Mass spectrometry-based quantitative proteomic was performed using LC-MS/MS analysis with the EASY-nLC 1000 split-free UHPLC instrument coupled to an LTQ Orbitrap Velos Pro mass spectrometer (Thermo Fisher Scientific Inc., Waltham, MA, USA). Proteins were prepared as described previously [46]. Briefly, 50 µg of protein of each condition were tryptically cleaved using an S-trap procedure. Subsequently, peptides were purified and fractionated by sequential elution, and the samples of each replicate were analyzed. Briefly, peptides were separated using reversed phase chromatography with a binary gradient from 5 to 50% acetonitrile, and 0.1% acetic acid at a constant flow rate of 300 nL/min. Full survey scans were performed with a resolution of 60,000 in the range of 333–1650 m/z. MS/MS scans were taken for the fifteen most abundant precursor ions per scan cycle, excluding unassigned charge states and singly charged ions, and dynamic exclusion was enabled for 30 s. Internal lock mass calibration was applied (lock mass 445.12003). A database search and label-free quantification (LFQ) was carried out using the MaxQuant proteomics software package version 1.6.10.43 [47]. A protein sequence database for E. coli BW25113 with 4298 entries downloaded from NCBI (20 February 2023), and common contaminants and reverse sequences added by the MaxQuant software were used for protein identification. The parameters were set as described by [46]. E. coli proteins detected in at least two replicates of at least one of the conditions were considered identified. The MaxQuant companion software Perseus version 1.6.15.0 [47] was used for data analysis. Averaged LFQ intensities were used to calculate log2 fold changes.

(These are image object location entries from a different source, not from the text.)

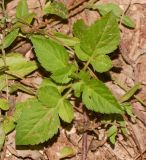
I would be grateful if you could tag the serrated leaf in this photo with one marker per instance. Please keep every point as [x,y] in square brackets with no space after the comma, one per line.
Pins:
[50,97]
[2,137]
[8,124]
[66,152]
[48,82]
[18,65]
[36,124]
[78,88]
[63,75]
[56,8]
[79,28]
[128,109]
[51,55]
[80,53]
[66,40]
[10,37]
[111,133]
[130,93]
[18,86]
[21,9]
[102,37]
[97,97]
[4,104]
[101,63]
[128,22]
[66,110]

The data analysis, which comprehends data transformation, normalization, and statistics, was performed using the Real Statistics v8.8 [48] resource pack on Microsoft Excel 35 v2307, as described in [49]. The plots were generated by R v4.3.0 on RStudio v2023.03.1 [50,51] using inhouse code and the libraries ggrepel, ggplot2, tidyverse, hrbthemes, tm, proustr, and VennDiagram. The analyses of predicted TFP2 client proteins were made using bioinformatic resources available in the Protein Homeostatis Database (http://phdb.switchlab.org/#/home?limit=10&page=1) (accessed on 18 May 2023). The aggregation propensity was estimated using Waltz and Tango computational programs that predict amyloid-forming regions in amino acid sequences [52].

4.15. Statistical Analysis

Experiments were carried out in triplicate. One-way ANOVA with multiple comparisons (enzymatic and aggregation assays) and Student’s t-test (qRT-PCR) statistical analyses were performed using Graphpad Prism version 10.0.1.

5. Conclusions

TFP2 from Leptospirillum sp. CF-1 is a chaperedoxin-like protein that conserves thioredoxin and holdase activities and prevents protein aggregation in response to hydrogen peroxide exposure without prior HOCl activation. The co-localization of the tfp2 gene with genes encoding the GroEL/ES foldase chaperone system suggests a functional relationship of cooperation, although this still awaits experimental elucidation. The proteomic study showed that TFP2 acts on over a hundred client proteins, which perform a wide variety of cellular functions, reinforcing its relevance in the maintenance of cellular proteostasis in this extreme acidophilic bioleaching bacterium.